Summation and Product
$\sum_{i=1}^{n} a_n$
\sum_{i=1}^{n} a_n
\sum comes from sum. To write expressions below and above the sigma, use "_" and "^".
$\displaystyle \sum_{i=1}^n a_n$
\displaystyle \sum_{i=1}^n a_n
If you use displaystyle, the sigma will be larger. The formula will be placed above and below the sigma.

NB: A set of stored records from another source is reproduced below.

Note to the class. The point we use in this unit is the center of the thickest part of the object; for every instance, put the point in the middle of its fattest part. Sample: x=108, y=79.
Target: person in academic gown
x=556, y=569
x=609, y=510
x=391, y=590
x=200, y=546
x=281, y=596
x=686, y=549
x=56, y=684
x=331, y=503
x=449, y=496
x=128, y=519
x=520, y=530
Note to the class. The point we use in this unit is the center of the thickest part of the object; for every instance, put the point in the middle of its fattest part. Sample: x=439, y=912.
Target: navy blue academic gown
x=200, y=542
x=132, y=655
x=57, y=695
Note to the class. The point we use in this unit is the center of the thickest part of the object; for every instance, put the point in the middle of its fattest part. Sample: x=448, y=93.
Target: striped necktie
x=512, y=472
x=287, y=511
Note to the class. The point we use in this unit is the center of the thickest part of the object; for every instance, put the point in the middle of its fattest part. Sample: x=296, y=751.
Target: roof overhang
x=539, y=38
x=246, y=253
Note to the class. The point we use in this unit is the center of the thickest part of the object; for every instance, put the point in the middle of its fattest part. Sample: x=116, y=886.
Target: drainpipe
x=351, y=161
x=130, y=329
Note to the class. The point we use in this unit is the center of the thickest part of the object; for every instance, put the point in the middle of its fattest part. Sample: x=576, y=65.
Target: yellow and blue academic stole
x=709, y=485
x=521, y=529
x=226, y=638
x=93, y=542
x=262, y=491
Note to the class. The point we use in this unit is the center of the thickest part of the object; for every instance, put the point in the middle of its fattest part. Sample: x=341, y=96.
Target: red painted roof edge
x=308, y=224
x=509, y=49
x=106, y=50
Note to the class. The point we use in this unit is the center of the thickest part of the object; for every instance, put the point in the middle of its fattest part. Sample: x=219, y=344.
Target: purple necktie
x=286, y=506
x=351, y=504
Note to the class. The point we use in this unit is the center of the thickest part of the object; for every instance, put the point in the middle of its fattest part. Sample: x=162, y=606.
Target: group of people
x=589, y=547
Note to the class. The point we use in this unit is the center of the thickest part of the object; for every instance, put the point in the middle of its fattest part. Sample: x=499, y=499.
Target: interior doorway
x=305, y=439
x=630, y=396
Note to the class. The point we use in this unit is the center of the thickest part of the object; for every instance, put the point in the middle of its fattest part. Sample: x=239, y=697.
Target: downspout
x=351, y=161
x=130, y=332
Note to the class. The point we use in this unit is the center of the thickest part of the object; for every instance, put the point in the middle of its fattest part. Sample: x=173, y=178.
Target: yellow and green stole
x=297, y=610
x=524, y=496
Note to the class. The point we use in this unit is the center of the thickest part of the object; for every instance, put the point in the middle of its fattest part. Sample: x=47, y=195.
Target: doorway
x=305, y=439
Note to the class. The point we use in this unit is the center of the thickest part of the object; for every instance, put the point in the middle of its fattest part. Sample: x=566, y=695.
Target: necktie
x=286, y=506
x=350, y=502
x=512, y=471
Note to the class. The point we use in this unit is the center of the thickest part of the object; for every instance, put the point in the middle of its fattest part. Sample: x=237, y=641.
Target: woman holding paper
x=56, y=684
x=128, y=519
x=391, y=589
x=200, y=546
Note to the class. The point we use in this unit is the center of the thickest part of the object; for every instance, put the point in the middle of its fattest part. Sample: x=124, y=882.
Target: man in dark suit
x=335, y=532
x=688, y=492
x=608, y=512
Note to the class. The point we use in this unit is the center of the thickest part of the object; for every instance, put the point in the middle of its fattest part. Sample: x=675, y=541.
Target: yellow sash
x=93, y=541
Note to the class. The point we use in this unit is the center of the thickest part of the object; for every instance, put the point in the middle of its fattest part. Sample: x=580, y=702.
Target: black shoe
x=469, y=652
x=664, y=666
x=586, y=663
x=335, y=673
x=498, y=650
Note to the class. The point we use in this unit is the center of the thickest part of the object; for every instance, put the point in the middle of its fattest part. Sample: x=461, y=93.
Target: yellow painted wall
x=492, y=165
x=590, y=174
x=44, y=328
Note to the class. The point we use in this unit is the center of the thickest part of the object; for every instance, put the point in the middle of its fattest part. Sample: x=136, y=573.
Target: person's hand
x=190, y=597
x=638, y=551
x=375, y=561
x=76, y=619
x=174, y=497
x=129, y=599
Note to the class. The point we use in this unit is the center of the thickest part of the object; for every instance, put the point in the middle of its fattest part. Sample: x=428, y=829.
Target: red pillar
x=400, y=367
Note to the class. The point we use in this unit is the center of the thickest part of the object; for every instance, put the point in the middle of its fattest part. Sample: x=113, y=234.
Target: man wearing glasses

$\begin{eqnarray} \sum_{ k = 1 }^{ n } k^2 = \overbrace{ 1^2 + 2^2 + \cdots + n^2 }^{ n } = \frac{ 1 }{ 6 } n ( n + 1 ) ( 2n + 1 ) \end{eqnarray}$
\begin{eqnarray}
\sum_{ k = 1 }^{ n } k^2
= \overbrace{ 1^2 + 2^2 + \cdots + n^2 }^{ n }
= \frac{ 1 }{ 6 } n ( n + 1 ) ( 2n + 1 )
\end{eqnarray}
Using overbrace, you can display a brace on the top of the formula, and if you set the superscript, you can write text on top of the brace.
$\prod_{ i = 0 }^n x_i$
\prod_{ i = 0 }^n x_i
\prod comes from product.
$\displaystyle \prod_{i=0}^n x_i$
\displaystyle \prod_{i=0}^n x_i
$\begin{eqnarray} n! = \prod_{ k = 1 }^n k \end{eqnarray}$
\begin{eqnarray}
n! = \prod_{ k = 1 }^n k
\end{eqnarray}
This is a sample using factorial.
$\begin{eqnarray} \zeta (s) = \prod_{ p:\mathrm{ prime } } \frac{ 1 }{ 1-p^{-s} } \end{eqnarray}$
\begin{eqnarray}
\zeta (s)
= \prod_{ p:\mathrm{ prime } }
\frac{ 1 }{ 1-p^{-s} }
\end{eqnarray}
This is a sample using the Riemann zeta function.